Question

A buffer solution is prepared by mixing 1 mole of HA and 1 mole of NaA into 1 L distilled water. Calculate the change in pH when 25 mL of 0.20 M NaOH is added into 500mL of the buffer?

Answer 1

Note that we are not given the value of $p{K_a}$ hence we’ll solve this question without using the $p{K_a}$ . The pH of a solution containing a weak acid (HA) and its conjugate base (NaA) can be given by the Henderson-Hasselbalch equation. This equation is given as:
$pH = p{K_a} + \log \left( {\dfrac{{[{\text{conjugate base]}}}}{{[{\text{weak acid]}}}}} \right)$

Complete Step By Step Answer:
The buffer solution given to us contains a weak acid (HA) and its conjugate base, ${A^ - }$ which come in the solution from the salt NaA. The value of $p{K_a}$ is given as $p{K_a} = - \log ({K_a})$ . ${K_a}$ is the dissociation constant.
The buffer solution is prepared by 1 mol of weak acid and 1 mol of conjugate base. The dissociation of the salt NaA will be in 1:1 ratio. So the no. of moles of salt will be equal to the no. of moles of conjugate base ${A^ - }$ in the solution.
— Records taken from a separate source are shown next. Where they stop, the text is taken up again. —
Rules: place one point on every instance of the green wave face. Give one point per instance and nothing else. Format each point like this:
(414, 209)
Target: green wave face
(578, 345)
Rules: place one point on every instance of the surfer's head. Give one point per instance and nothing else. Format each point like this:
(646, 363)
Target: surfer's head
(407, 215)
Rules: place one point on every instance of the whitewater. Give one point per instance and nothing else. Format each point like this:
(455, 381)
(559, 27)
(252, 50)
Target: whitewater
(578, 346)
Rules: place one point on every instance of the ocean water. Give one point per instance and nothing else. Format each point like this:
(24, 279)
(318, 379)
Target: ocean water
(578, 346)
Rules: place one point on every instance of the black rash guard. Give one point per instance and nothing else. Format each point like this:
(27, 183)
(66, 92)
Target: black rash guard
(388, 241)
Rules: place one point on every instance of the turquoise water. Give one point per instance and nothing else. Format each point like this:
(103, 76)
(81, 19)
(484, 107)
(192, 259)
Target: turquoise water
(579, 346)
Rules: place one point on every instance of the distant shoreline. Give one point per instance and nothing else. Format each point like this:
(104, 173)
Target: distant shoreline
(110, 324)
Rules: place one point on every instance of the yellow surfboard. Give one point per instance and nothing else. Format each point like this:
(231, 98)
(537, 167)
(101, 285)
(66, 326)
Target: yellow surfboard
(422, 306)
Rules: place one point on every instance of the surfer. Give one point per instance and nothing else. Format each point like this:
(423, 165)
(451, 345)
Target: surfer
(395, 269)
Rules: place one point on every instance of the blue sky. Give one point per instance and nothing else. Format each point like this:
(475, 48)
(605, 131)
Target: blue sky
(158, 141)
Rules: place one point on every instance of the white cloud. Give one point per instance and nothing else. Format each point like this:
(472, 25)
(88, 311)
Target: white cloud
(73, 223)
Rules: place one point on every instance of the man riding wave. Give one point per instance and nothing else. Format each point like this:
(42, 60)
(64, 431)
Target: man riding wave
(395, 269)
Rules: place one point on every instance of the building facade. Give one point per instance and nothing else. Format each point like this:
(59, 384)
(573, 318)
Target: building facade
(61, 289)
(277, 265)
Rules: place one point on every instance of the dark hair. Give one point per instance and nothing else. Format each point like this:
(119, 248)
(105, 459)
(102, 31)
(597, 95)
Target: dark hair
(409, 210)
The molarity or the concentration of the solution can be given as: $c = \dfrac{n}{V}$
$[HA] = [{A^ - }] = \dfrac{{1\;mol}}{{1L}} = 1M$
The volume of the stock solution taken is 500mL. The no. of moles of HA and ${A^ - }$ will be equal to: $n = c.V$
${n_{HA}} = {n_{{A^ - }}} = 1M \times 500 \times {10^{ - 3}}L = 0.50mol$
Initially when the buffer solution isn’t added in the solution, the pH of the buffer will be equal to the $p{K_a}$ of the acid. (since the concentration of acid and conjugate base is equal). Substituting in the equation we have:
$p{H_1} = p{K_a} + \log \left( {\dfrac{{1M}}{{1M}}} \right) = p{K_a}$
We are adding 25mL of the NaOH solution. The hydroxide ions will react in a 1:1 ratio with the weak acid (neutralization reaction will occur) and a conjugate base will be produced. $H{A_{(aq)}} + O{H^ - }_{(aq)} \to A_{(aq)}^ - + {H_2}{O_{(l)}}$
The no. of moles of hydroxide ions added to the 500mL of the buffer solution will be equal to: ${n_{O{H^ - }}} = 0.20M \times 25 \times {10^{ - 3}}L = 0.0050mol$ of $O{H^ - }$ .
After neutralization reaction, the no. of $O{H^ - }$ left in the solution will be $= 0mol$ (since all the $O{H^ - }$ ions will be utilized)
The no. of moles of HA left after addition of 25ML of NaOH solution $= {n_{HA}} = 0.50mol - 0.0050mol = 0.495mol$
${n_{{A^ - }}} = 0.50mol + 0.0050mol = 0.505mol$
The total volume of the buffer solution after addition of NaOH $= {V_{total}} = 500mL + 25mL = 525mL$
The new concentrations of weak acid and the conjugate base will be equal to:
$[HA] = \dfrac{{0.495mol}}{{525 \times {{10}^{ - 3}}L}} = 0.9429M$
$[{A^ - }] = \dfrac{{0.505mol}}{{525 \times {{10}^{ - 3}}L}} = 0.9619M$
The pH of the solution according to the Henderson-Hasselbalch equation will be: $p{H_2} = p{K_a} + \log \left( {\dfrac{{0.9619M}}{{0.9429M}}} \right) = p{K_a} + 0.00866$
The change in the pH will be the difference between the two pH’s which comes as:
$\Delta pH = p{H_2} - p{H_1}$
$\Delta pH = p{K_a} + 0.00866 - p{K_a} = 0.00866$
This the required change in pH observed.

Note:
If the value of $p{K_a}$ is given to us then the proceeding of the problem would be the same, but the value of $p{K_a}$ will be substituted in the formula of pH and the change in pH is found according. The given buffer is an acidic buffer, since it is a solution of weak acid and conjugate base (salt).